Kindererziehungszeiten werden nicht automatisch anerkannt (mehr dazu hier). Als Nachweis verlangt die Rentenversicherung die Geburtsurkunde. Das Formular V0800 für den Antrag können Sie hier herunterladen. Haben Sie einen solchen Antrag bereits gestellt, brauchen Sie das nicht erneut zu tun. Ob Ihre Kindererziehungszeiten schon erfasst wurden, können Sie auch Ihrem Versicherungsverlauf entnehmen, der Ihnen erstmals zusammen mit Ihrer ersten Renteninformation zugestellt wird.
Die Anrechnung betrifft besonders Mütter, da sie historisch gesehen häufiger die Kindererziehung übernommen haben, doch auch Väter können davon profitieren, sofern sie die Erziehungszeiten wahrgenommen haben. Um die Erziehungsleistung von Eltern bei der Rentenberechnung stärker zu berücksichtigen, gab es 2014 und 2019 zwei gesetzliche Änderungen: die sogenannte Mütterrente I und Mütterrente II.
- Mütterrente I (ab 2014): Für Kinder, die vor dem 1. Januar 1992 geboren wurden, werden zwei Jahre Erziehungszeit pro Kind anerkannt. Für Kinder, die nach dem 1. Januar 1992 geboren wurden, werden drei Rentenpunkte gewährt.
- Mütterrente II (ab 2019): Für Kinder, die vor dem 1. Januar 1992 geboren wurden, wurde die Kindererziehungszeit um weitere sechs Monate angehoben, sodass insgesamt zweieinhalb Jahre pro Kind angerechnet werden.

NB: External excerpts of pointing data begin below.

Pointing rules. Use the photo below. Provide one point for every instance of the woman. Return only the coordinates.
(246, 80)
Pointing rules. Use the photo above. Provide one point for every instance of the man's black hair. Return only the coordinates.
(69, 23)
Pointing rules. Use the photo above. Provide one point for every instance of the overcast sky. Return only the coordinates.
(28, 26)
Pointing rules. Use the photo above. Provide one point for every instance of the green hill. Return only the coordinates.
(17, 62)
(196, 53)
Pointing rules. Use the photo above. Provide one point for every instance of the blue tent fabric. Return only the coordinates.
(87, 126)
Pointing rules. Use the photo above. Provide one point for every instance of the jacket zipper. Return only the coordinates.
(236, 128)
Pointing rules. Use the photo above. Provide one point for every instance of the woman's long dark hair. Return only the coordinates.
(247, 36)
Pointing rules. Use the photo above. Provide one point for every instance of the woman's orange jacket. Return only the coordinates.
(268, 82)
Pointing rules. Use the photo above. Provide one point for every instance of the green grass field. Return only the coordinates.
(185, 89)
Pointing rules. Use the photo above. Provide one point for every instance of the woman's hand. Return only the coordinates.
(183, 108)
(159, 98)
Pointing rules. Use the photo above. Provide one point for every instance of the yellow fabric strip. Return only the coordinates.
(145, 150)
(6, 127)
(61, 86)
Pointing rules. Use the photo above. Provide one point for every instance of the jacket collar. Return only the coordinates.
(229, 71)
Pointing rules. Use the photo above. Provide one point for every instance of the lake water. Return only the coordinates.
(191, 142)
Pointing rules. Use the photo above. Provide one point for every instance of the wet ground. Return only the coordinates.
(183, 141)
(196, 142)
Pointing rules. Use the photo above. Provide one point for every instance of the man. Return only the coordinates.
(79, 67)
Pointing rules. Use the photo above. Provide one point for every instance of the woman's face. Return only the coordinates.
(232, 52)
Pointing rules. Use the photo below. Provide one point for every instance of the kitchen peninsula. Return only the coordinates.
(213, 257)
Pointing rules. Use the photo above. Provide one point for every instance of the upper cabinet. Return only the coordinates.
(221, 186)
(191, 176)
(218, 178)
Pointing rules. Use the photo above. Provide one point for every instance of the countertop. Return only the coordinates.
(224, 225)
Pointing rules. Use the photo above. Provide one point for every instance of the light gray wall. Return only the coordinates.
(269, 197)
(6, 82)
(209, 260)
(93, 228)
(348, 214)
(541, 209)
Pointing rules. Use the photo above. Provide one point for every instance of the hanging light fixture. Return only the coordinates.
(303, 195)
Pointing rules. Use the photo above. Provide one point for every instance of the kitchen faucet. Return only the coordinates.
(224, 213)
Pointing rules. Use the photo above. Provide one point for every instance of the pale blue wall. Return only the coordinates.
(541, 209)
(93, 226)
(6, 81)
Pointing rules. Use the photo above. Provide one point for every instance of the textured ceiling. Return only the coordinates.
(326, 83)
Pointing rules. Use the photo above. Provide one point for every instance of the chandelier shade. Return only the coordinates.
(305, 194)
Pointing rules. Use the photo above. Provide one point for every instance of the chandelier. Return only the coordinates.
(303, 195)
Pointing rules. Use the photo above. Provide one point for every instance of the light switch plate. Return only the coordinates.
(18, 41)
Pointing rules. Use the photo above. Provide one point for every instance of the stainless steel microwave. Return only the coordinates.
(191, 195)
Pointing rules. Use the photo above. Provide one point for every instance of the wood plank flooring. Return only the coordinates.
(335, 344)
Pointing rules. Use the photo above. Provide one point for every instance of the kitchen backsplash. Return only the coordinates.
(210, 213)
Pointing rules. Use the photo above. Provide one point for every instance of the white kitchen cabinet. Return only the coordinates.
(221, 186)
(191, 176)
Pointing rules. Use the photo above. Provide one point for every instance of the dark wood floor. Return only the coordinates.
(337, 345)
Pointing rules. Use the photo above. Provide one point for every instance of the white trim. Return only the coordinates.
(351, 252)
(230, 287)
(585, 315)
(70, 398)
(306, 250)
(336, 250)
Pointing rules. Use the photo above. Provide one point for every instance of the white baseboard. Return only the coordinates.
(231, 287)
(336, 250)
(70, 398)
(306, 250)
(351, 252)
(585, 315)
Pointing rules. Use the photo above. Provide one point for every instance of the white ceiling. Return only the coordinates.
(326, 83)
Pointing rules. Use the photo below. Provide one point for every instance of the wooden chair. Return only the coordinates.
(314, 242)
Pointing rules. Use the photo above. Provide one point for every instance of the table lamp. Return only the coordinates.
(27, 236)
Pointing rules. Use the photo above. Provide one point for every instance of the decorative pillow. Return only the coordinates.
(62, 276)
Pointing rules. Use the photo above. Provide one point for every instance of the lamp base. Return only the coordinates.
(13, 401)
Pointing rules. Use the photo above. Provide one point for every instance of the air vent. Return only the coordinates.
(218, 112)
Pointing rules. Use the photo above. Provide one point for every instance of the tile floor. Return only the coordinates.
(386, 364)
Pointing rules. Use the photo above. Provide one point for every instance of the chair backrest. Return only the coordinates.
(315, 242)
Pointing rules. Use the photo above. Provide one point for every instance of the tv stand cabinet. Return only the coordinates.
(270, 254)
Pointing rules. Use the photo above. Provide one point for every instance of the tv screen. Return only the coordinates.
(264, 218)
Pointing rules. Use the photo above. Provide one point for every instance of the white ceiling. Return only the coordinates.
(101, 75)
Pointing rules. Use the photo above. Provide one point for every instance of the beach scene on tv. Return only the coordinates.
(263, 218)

Die neue Regierungskoalition aus Union und SPD will, dass auch Mütter, die vor 1992 Kinder geboren haben, die vollen drei Punkte bekommen. Diese Mütterrente III war ein Wunsch der CSU und wurde im Sondierungspapier festgehalten. Dort heißt es: „Wir vollenden die Mütterrente mit drei Rentenpunkten für alle – unabhängig vom Geburtsjahr der Kinder –, um gleiche Wertschätzung und Anerkennung für alle Mütter zu gewährleisten.“
Ergebnisse aus Sondierungsgesprächen sind allerdings nicht bindend. Es ist also unklar, wann und ob dieses Vorhaben überhaupt umgesetzt wird. Die Deutsche Rentenversicherung weist deshalb darauf hin, dass sie zur Mütterrente III keine Auskünfte am Servicetelefon geben kann, und bittet darum, von entsprechenden Anfragen abzusehen.

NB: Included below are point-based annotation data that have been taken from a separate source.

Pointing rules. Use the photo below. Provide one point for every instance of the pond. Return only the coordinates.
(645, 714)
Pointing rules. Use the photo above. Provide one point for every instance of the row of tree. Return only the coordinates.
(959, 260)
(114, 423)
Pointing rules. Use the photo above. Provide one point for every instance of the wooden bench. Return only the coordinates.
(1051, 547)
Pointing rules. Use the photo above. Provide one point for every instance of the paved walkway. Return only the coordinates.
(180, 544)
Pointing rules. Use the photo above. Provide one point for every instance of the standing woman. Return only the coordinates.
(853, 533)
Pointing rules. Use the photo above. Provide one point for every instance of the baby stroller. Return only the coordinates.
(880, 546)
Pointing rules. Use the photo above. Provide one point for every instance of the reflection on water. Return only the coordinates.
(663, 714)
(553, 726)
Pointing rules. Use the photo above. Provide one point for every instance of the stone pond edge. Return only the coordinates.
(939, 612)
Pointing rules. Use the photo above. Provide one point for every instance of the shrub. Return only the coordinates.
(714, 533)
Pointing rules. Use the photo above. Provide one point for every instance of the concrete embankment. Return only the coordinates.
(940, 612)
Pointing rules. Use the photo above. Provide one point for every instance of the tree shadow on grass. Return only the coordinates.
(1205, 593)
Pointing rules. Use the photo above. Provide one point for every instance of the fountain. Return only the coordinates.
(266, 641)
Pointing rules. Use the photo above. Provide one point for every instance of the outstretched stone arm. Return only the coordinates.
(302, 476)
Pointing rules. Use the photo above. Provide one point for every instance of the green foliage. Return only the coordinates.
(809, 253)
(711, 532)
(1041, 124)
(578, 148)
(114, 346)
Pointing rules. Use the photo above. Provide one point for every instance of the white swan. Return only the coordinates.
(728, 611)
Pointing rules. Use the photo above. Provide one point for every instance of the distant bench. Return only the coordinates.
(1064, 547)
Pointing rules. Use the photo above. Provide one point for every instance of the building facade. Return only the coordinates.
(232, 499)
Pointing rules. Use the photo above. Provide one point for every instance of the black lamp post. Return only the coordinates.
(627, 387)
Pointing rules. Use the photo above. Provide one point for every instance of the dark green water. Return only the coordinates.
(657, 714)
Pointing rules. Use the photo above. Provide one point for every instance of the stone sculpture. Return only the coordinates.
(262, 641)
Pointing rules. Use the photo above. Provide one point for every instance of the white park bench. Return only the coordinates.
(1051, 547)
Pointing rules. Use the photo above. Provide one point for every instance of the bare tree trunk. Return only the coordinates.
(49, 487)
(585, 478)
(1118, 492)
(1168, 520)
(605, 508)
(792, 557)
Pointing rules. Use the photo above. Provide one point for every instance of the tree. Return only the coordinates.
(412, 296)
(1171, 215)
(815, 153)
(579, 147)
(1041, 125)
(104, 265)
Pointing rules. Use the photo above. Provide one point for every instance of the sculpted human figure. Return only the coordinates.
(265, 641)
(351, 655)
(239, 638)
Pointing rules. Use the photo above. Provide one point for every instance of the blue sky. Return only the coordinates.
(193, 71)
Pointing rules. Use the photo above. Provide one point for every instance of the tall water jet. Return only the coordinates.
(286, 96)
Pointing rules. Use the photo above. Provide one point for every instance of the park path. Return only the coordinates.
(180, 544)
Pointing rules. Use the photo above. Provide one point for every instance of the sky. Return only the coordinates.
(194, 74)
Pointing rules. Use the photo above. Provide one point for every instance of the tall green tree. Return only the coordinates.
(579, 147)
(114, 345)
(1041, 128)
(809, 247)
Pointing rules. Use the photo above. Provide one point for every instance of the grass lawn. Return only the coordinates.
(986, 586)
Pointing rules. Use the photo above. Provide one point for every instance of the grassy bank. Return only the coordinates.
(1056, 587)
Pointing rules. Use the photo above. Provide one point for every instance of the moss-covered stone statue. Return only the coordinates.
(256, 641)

Da ein Rentenpunkt derzeit 39,32 Euro wert ist, würde ein halber Punkt mehr ein Plus von 19,66 Euro pro Monat und Kind bedeuten. Mehr dazu lesen Sie hier.
Doch aus Sicht der DIW-Studienautoren reichen auch diese Rentenpunkte nicht aus, um die Rentenlücke im Alter zu schließen. Diese besteht nicht nur zwischen Männern und Frauen, sondern auch zwischen Müttern und kinderlosen Frauen. Hauptgrund dafür sei, dass insbesondere in Westdeutschland Mütter auch viele Jahre nach der Geburt überproportional oft in Teilzeit arbeiteten und damit erheblich weniger Rentenansprüche sammeln können.

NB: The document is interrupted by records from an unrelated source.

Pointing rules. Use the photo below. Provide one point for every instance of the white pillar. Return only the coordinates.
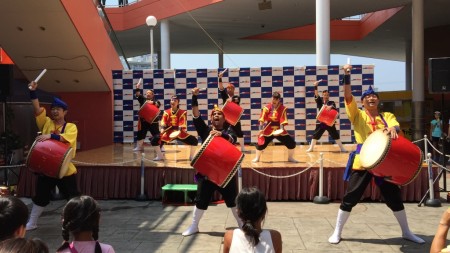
(165, 44)
(322, 32)
(418, 67)
(408, 65)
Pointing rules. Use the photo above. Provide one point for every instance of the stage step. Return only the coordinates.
(185, 188)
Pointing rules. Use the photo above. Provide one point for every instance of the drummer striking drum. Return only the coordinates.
(205, 188)
(144, 126)
(57, 129)
(365, 122)
(174, 124)
(272, 121)
(321, 127)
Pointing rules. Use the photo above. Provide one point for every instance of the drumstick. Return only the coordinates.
(38, 77)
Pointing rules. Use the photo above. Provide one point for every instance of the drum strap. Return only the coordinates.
(351, 158)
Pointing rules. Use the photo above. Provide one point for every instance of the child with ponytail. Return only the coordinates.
(252, 209)
(81, 219)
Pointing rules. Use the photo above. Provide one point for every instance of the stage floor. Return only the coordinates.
(177, 156)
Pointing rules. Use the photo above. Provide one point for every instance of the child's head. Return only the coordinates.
(252, 208)
(81, 214)
(13, 217)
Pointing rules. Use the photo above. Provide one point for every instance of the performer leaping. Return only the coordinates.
(205, 188)
(174, 125)
(364, 123)
(272, 121)
(321, 127)
(227, 94)
(144, 126)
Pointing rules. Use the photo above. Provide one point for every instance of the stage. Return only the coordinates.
(114, 172)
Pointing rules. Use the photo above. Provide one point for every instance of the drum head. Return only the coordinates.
(374, 149)
(174, 134)
(277, 132)
(65, 164)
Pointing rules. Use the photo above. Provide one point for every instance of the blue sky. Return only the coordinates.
(389, 75)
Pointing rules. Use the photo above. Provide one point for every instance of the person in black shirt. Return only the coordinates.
(145, 126)
(321, 127)
(228, 94)
(205, 188)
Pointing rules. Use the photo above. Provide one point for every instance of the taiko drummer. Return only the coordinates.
(205, 188)
(365, 121)
(58, 129)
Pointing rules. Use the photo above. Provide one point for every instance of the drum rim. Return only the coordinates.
(240, 114)
(154, 117)
(64, 160)
(335, 118)
(383, 155)
(201, 150)
(233, 172)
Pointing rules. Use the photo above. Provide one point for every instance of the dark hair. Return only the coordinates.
(81, 214)
(20, 245)
(13, 214)
(276, 95)
(251, 207)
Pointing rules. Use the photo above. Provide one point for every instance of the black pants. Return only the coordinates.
(359, 179)
(206, 188)
(320, 129)
(154, 131)
(238, 129)
(66, 185)
(287, 140)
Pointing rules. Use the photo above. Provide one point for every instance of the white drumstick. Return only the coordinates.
(349, 63)
(40, 75)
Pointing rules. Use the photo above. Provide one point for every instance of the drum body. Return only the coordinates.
(218, 160)
(232, 112)
(327, 117)
(148, 112)
(50, 157)
(397, 161)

Weil Mütter in Ostdeutschland meist schnell wieder in Vollzeitbeschäftigungen einstiegen, sind die Rentenlücken in diesen Bundesländern deutlich kleiner. „Diese Ergebnisse deuten darauf hin, dass Kindererziehungszeiten ihren Zweck nur dann erfüllen können, wenn Frauen die Möglichkeit haben, zeitnah nach der Geburt eines Kindes in eine Vollzeit- oder vollzeitnahe Beschäftigung zurückzukehren“, schreiben die DIW-Autoren.
Konkret hieße das, die Plätze in Kitas und in der Ganztagsbetreuung an Grundschulen auszubauen sowie die Pflegeinfrastruktur zu verbessern. Auch sollten steuerliche Fehlanreize wie das sogenannte Ehegattensplitting reformiert werden.